In the 51st minute, he showed one side of his game, by deceiving the referee and so many others by rising to punch the ball into the net. Immediately after the game, Maradona had the sheer bravura to immortally describe it as ‘The Hand of God’. The sheer impudence of that was almost greater than what was to follow. Others - not least Peter Shilton and most of England - called it cheating.
Maradona always felt it was the street wisdom that was part of football and defined his own game as much as his talent. He was shameless about it.
That was perhaps because, in the 55th minute, he showed he didn’t need to cheat at all. Maradona went and scored perhaps the greatest goal of all time. He just went. The memory is of Maradona beating five England players, but the true ingenuity of the goal is that he didn’t really beat any of them. The threat of his trickery was enough.
It was a goal of so many dimensions and such inspiration that Bank of England governor Mervyn King offered the following insight from an economist’s perspective.
"The truly remarkable thing ... is that Maradona ran virtually in a straight line. How can you beat five players by running in a straight line? The answer is English players reacted to what they expected Maradona to do - run left or right - rather than what he actually did.”

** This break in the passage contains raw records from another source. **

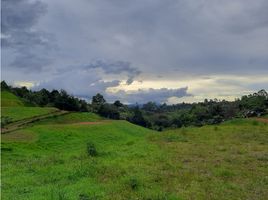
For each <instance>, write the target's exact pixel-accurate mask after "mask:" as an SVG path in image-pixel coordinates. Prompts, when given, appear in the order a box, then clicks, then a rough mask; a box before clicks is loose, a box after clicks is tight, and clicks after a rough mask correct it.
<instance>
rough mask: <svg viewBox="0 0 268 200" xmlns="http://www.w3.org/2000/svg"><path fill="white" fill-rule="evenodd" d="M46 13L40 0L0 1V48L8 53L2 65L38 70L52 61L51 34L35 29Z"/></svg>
mask: <svg viewBox="0 0 268 200" xmlns="http://www.w3.org/2000/svg"><path fill="white" fill-rule="evenodd" d="M46 13H47V7H46V5H45V4H44V3H42V2H41V1H29V0H3V1H2V21H1V26H2V27H1V43H2V47H3V51H6V52H8V53H9V55H7V57H5V61H4V67H7V66H6V65H8V67H14V68H16V69H22V70H27V71H31V70H37V71H40V70H41V69H42V68H43V67H45V66H47V65H49V64H50V63H51V62H52V61H51V58H52V52H51V51H52V50H53V49H54V48H55V45H54V44H53V42H54V41H53V36H52V34H49V33H47V32H44V31H41V30H36V29H35V26H36V25H37V23H38V20H39V18H40V17H42V16H44V15H45V14H46ZM11 52H12V53H11ZM12 54H13V55H12Z"/></svg>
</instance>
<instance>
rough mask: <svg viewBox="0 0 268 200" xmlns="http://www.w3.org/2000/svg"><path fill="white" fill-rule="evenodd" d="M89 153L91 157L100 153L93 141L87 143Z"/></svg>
mask: <svg viewBox="0 0 268 200" xmlns="http://www.w3.org/2000/svg"><path fill="white" fill-rule="evenodd" d="M87 154H88V155H89V156H91V157H95V156H97V155H98V153H97V149H96V147H95V145H94V144H93V143H91V142H88V143H87Z"/></svg>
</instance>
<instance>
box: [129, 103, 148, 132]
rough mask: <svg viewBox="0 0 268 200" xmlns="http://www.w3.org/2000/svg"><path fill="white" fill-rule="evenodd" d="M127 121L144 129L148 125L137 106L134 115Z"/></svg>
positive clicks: (141, 112)
mask: <svg viewBox="0 0 268 200" xmlns="http://www.w3.org/2000/svg"><path fill="white" fill-rule="evenodd" d="M129 121H130V122H132V123H133V124H138V125H140V126H144V127H147V126H148V125H149V124H148V122H147V121H146V120H145V118H144V117H143V114H142V112H141V111H140V109H139V107H138V106H136V107H135V108H134V115H133V116H132V117H131V118H130V119H129Z"/></svg>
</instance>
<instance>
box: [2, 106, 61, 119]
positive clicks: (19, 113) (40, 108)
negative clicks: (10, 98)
mask: <svg viewBox="0 0 268 200" xmlns="http://www.w3.org/2000/svg"><path fill="white" fill-rule="evenodd" d="M57 110H58V109H56V108H53V107H43V108H40V107H2V109H1V112H2V113H1V115H2V116H6V117H10V118H11V119H12V121H18V120H22V119H26V118H31V117H35V116H39V115H45V114H48V113H51V112H55V111H57Z"/></svg>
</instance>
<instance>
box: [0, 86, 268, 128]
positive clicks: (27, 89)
mask: <svg viewBox="0 0 268 200" xmlns="http://www.w3.org/2000/svg"><path fill="white" fill-rule="evenodd" d="M1 88H2V90H8V91H10V92H12V93H14V94H15V95H17V96H19V97H21V98H23V99H24V100H25V101H26V102H29V103H31V104H34V105H38V106H54V107H56V108H59V109H62V110H69V111H82V112H95V113H97V114H99V115H101V116H103V117H106V118H110V119H124V120H128V121H130V122H132V123H134V124H138V125H140V126H144V127H147V128H151V129H155V130H159V131H161V130H163V129H166V128H177V127H182V126H202V125H205V124H218V123H221V122H223V121H225V120H228V119H232V118H236V117H254V116H260V115H264V114H266V113H267V110H268V94H267V92H266V91H265V90H260V91H259V92H257V93H254V94H250V95H246V96H243V97H241V99H236V100H235V101H232V102H230V101H225V100H222V101H220V100H217V99H214V100H207V99H205V100H204V102H200V103H193V104H189V103H181V104H176V105H167V104H156V103H155V102H148V103H146V104H144V105H138V104H137V105H136V106H127V105H124V104H122V103H121V102H120V101H118V100H117V101H115V102H114V103H112V104H111V103H107V102H106V100H105V99H104V97H103V96H102V95H101V94H96V95H95V96H93V98H92V102H91V103H87V102H86V101H85V100H81V99H78V98H75V97H73V96H72V95H69V94H68V93H67V92H66V91H64V90H61V91H58V90H52V91H48V90H46V89H41V90H39V91H31V90H28V89H27V88H26V87H21V88H17V87H11V86H8V85H7V84H6V83H5V82H4V81H2V82H1Z"/></svg>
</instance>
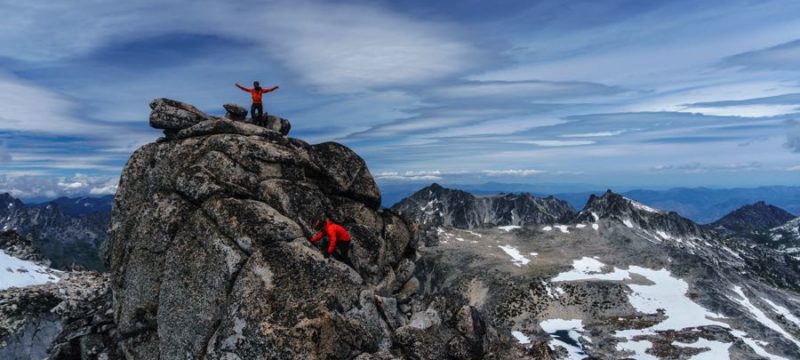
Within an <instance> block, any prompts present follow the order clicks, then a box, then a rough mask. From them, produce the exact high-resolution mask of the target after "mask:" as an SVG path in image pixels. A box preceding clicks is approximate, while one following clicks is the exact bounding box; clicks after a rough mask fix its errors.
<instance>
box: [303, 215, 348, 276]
mask: <svg viewBox="0 0 800 360" xmlns="http://www.w3.org/2000/svg"><path fill="white" fill-rule="evenodd" d="M322 219H323V218H320V219H319V220H317V221H316V222H315V223H314V228H315V229H318V230H320V231H319V232H318V233H317V234H316V235H314V236H313V237H312V238H311V243H314V244H315V243H316V242H317V241H320V239H322V238H323V237H327V239H328V241H327V248H326V242H325V241H323V242H322V246H323V248H322V251H323V254H324V255H325V257H328V256H331V255H334V258H338V259H339V260H341V261H343V262H345V263H347V264H348V265H350V266H351V267H352V266H353V264H352V263H351V262H350V247H351V245H352V244H351V243H350V233H348V232H347V230H345V228H343V227H342V226H341V225H339V224H337V223H334V222H333V221H331V219H329V218H325V221H324V222H323V221H322ZM334 250H336V252H335V253H334Z"/></svg>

Almost as memorable was what was said. As Maradona and his Argentine teammates released levels of joy on a par with the level of the goal, Morales came out with words in the commentary box that feel just as apt today.
“Always Maradona! Genius! Genius! I want to cry! Dear God, long live football! It is to cry! I’m sorry! What planet did you come from!? Thank God, for football, for Maradona, for tears.”
The last word, however, should go to the man himself. In Clarin’s deeply moving obituary of Maradona, they report what he said in 2005, when asked what his epitaph might be.
“Thank you for having played football, because it’s the sport that gives me greatest joy, the most freedom, and it is like touching the sky with your hands. Thanks to the ball, thank you to football.”
There are many images of incarnations of Maradona. The one that lasts is this folk hero, youthful and triumphant, joyously running with the ball.